Thanks for your continuous support by reading my posts, commenting when something resonates (or riles), and basically for believing in me. I hope you’ll continue to stick with me as the story continues to unfold.

 

Lost Childhood - by Rachel Konnely

Lost Childhood – Photo: Rachel Kornelly

I came upon this student Holocaust exhibition in a rather somber fashion, after reading an obituary for Kathy Carlisle, the high school teacher who had assigned it. The project, The Holocaust: Illuminated Memory, showcases the collective work of photography students at St. Francis High School, Spring Semester 2012. In Ms. Carlisle’s own words,

“This conceptual photography assignment required students to utilize historical research about the Holocaust to create symbolic photographic imagery.  An exploration of artists employing symbolism, metaphor, and allegory in historical and contemporary art established the foundation of the project. Students began their work by expanding their knowledge of the Holocaust from 1933 to 1945 through personal and collaborative research and class assignments.

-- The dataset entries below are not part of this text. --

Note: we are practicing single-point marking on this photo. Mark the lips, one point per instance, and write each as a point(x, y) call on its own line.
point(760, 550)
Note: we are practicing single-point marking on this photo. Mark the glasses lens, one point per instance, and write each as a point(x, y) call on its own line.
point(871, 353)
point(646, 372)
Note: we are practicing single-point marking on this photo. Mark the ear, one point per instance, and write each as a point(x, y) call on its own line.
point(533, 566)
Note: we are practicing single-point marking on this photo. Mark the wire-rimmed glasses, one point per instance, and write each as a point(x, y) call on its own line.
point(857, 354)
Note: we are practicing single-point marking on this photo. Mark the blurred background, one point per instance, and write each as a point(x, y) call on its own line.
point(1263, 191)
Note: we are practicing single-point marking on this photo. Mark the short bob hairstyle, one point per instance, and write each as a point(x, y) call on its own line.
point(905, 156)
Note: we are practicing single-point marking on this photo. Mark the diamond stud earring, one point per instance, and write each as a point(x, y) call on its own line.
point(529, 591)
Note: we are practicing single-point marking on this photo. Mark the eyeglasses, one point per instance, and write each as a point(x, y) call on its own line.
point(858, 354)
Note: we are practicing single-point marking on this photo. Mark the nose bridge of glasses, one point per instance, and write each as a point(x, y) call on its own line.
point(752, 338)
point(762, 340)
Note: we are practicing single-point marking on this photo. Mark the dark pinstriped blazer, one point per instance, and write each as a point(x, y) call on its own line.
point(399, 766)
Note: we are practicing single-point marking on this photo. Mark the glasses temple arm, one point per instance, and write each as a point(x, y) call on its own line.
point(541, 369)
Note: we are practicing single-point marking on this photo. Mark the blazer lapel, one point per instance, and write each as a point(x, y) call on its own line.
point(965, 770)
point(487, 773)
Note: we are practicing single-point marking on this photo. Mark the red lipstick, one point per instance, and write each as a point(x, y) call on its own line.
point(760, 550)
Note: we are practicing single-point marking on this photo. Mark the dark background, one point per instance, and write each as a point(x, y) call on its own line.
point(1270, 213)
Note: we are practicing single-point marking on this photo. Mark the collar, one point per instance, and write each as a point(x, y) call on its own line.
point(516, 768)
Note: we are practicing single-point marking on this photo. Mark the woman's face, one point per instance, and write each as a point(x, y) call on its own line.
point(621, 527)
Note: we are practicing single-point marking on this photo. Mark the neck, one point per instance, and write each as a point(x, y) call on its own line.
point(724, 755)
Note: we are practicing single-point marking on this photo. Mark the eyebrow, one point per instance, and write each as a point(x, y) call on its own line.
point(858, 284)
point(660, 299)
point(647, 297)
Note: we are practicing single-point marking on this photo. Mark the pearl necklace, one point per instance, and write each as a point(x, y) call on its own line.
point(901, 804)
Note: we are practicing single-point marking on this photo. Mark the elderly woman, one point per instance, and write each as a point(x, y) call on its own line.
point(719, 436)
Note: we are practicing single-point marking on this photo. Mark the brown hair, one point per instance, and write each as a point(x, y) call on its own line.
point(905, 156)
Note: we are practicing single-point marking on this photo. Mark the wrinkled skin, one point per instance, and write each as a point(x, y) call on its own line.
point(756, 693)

The students’ creative challenges began as they refined their research to focus on a single personal narrative from a survivor or someone who had perished in the Holocaust. They were asked to personally assess and symbolize the essence of that single person’s story through photographic imagery. Students were limited to a palette of sepia or black and white photography, using only tonal value to describe the depth and breadth of their concept. The final step of the project required students to write an artist’s statement about their work, elucidating their creative process and its connection to their research.”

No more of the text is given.